Published in the Fall 2005 issue • Sporting Goods
Catching a Wave
(Evan Munday)
I turn my head and look back over my shoulder at the frothy white wall of water rushing up behind me. I paddle harder, picking up speed and looking forward now, over the pink-and-blue nose of my surfboard. I feel the wave catch me and the surge of energy lift the board. The sound of water crashing into itself grows louder; the fizz of a million bursting bubbles fills my ears.
One. I straighten my arms, lifting my upper body off the board. Two. Turning my right hip to the sky, I bend my knee and plant my foot down, toes perpendicular to the nose. Three. I push off with my arms and put my left foot down in front, centred on the board, toes angled forward. Crouching down, I point my left arm towards the beach, keeping my right arm bent before my chest for balance in a kind of aquatic-warrior stance. Maintaining this posture, I ride smoothly to the sand.
At least, that was the idea. In practice, it was often more like this: splashing wildly and letting out a shrill yelp, I scrambled up using my right knee (where I sustained a large bruise), struggled to find my balance and briefly struck some inelegant version of the required pose before being launched off sideways, a mouthful of water stifling yelp number two.
“Concentrate, please,” said my instructor Rogerio, a short, stocky Brazilian man with a shaved head and a lot of eyelashes. “This,” he explained, with mild impatience, flopping his arms to his sides and drooping his neck like a dead puppet, “doesn’t work.”
After pausing momentarily to redistribute the fabric of my bikini, rid myself of the sand collection under my rash-guard T-shirt and wipe my stinging eyes, I fought my way back out. As waves smacked me in the face, at times yanking the board from my hands, and as sand slipped out from under my toes, the ocean reminded me that it was bigger, stronger, faster and meaner than I was, and that if I thought I could tame it with a laminated piece of styrofoam, I was a fool.
But my next attempt proved more successful; I found my balance and managed to stay up longer. Rogerio approved. “Like this, I can help you,” he said.
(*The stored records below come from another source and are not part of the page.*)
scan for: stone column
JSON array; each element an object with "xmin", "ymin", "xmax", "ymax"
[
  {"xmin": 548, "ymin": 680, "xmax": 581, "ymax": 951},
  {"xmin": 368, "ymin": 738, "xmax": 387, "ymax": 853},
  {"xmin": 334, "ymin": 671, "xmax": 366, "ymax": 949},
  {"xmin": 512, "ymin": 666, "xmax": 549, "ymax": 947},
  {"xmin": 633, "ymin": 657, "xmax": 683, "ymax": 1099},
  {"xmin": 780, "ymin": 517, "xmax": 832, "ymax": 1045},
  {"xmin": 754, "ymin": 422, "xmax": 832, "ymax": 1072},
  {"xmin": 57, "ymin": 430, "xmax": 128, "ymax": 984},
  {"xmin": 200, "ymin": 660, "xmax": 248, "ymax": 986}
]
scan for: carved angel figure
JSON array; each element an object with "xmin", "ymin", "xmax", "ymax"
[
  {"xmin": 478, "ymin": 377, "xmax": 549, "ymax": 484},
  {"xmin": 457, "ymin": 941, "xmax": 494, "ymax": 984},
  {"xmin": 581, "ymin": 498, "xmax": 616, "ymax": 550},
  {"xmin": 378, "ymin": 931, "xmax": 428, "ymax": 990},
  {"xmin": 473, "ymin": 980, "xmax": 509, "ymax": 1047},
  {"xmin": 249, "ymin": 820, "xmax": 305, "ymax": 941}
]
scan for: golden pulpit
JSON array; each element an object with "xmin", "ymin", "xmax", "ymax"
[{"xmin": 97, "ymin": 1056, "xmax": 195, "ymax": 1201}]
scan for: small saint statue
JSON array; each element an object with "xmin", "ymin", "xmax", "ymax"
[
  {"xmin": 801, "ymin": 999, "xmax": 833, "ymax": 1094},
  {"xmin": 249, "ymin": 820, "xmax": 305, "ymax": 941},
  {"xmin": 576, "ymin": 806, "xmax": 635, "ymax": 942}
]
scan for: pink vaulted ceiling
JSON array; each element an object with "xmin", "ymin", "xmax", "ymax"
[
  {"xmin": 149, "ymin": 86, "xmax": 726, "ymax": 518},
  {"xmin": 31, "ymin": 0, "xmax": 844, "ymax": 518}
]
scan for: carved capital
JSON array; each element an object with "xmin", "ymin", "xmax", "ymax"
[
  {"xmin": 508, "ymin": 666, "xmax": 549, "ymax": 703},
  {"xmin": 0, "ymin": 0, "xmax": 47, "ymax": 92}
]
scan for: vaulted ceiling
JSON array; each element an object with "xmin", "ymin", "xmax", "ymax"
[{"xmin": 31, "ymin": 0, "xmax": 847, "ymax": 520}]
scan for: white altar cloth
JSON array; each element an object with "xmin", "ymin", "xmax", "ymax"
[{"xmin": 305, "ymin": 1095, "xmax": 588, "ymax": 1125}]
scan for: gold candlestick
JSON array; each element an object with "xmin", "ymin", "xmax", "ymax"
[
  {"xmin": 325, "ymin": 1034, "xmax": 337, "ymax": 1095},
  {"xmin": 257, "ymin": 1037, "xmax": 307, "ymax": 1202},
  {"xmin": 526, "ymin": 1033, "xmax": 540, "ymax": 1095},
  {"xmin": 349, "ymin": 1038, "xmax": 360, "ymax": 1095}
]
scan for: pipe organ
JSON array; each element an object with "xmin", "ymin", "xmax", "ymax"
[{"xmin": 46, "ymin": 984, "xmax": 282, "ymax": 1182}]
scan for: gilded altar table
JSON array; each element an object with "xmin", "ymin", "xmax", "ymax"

I had fantasized about learning to surf for years. As a teenager watching surfers from the couch in front of my TV in the Gatineau Hills, nowhere near a coastline, I thought they looked sleek and agile — a magical grace and some sort of animal instinct connecting them to the ocean and its moods. It looked exciting.
Six days of surfing lessons in Itacaré, Brazil, was pretty much a dream come true. I wanted to try it. But I wasn’t sure I was physically prepared.